Mit neun Jahren habe sie einen Film gesehen, in dem gebärdet wurde. "Ich war so fasziniert von der Sprache, dass ich sie später unbedingt lernen wollte", erinnert sich Jana Kaiser. Passiert es ihr denn auch, dass sie in ihrer Freizeit gebärdet? "Ja, das kommt ab und zu vor", sagt sie und gibt schmunzelnd zu, dass es beim Einkaufen schon vorgekommen sei, dass sie Selbstgespräche, wie zum Beispiel: "Ah! Jetzt habe ich das vergessen!", gebärdet hat – und tut dies zur Verdeutlichung auch im Gespräch mit unserer Zeitung.
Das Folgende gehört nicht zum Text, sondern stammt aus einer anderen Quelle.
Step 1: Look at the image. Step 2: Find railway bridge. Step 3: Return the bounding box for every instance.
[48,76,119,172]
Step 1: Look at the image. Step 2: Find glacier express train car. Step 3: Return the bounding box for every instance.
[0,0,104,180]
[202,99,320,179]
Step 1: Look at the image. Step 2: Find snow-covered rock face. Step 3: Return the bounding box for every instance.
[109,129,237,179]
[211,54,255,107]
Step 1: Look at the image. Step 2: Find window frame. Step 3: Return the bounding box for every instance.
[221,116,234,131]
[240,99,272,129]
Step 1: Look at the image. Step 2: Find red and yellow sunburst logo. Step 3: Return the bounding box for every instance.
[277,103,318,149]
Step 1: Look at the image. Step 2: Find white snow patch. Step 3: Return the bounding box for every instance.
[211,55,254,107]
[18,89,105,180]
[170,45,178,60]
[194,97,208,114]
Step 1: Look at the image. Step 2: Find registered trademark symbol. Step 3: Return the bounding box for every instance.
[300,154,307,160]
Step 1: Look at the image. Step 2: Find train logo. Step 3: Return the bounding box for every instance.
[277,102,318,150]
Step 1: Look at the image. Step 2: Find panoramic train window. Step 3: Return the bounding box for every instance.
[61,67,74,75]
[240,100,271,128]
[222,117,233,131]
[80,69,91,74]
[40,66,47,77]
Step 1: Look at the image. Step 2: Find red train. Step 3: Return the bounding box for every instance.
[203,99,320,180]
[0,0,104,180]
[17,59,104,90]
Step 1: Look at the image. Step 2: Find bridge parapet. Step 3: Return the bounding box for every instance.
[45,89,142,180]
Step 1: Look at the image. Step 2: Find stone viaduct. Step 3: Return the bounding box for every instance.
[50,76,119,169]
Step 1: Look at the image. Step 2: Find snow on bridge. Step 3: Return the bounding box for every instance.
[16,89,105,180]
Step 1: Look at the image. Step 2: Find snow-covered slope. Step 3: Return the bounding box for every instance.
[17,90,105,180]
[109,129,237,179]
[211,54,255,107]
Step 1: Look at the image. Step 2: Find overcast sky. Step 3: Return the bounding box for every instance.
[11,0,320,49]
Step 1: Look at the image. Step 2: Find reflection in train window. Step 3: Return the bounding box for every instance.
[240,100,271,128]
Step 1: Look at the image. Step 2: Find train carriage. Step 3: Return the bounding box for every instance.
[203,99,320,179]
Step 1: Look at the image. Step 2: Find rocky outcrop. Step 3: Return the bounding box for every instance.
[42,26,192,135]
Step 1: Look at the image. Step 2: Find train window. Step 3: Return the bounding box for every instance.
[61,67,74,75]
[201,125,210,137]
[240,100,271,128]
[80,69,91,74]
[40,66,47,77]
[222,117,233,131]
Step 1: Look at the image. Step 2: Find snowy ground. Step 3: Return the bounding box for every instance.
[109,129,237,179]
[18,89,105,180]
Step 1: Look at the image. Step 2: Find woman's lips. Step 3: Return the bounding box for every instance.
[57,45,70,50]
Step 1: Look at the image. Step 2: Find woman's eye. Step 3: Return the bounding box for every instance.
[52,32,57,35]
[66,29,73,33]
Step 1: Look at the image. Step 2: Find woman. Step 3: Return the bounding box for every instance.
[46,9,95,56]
Seit etwa einem Jahr ist Jana Kaiser selbstständig im Schwarzwald-Baar-Kreis, der Bodenseeregion sowie Richtung Tuttlingen und Offenburg tätig. "Da sind echt interessante Aufträge dabei", freut sie sich und zählt unter anderem Weiterbildungen, Gespräche mit Vorgesetzten, Arztbesuche und auch Schulbesuche auf.

"Die Mimik ist sehr wichtig", sagt Jana Kaiser, als sie nach grundlegenden Dingen der Gebärdensprache gefragt wird. Wird etwas großes beschrieben, ist der Mund breit, bei etwas Kleinem formt sie den Mund eher spitz. "Wird etwas gefragt, dann zieht man die Augenbrauen nach oben", schildert sie. Aber auch die Körperhaltung helfe dabei, zu übersetzen, je nachdem ob aus Sicht eines Kindes oder eines Erwachsenen gesprochen wird, schaue sie beispielsweise von unten nach oben oder umgekehrt. "Ich versuche immer eine Bühne vor mir aufzubauen", beschreibt sie ihr Vorgehen.

"In der Regel kann man normal mit Gehörlosen sprechen", möchte Jana Kaiser die Berührungsängste nehmen, denn sie könnten oft von den Lippen lesen. Wichtig sei es, sich nicht von ihnen abzuwenden. "Manchmal braucht man einfach etwas Geduld."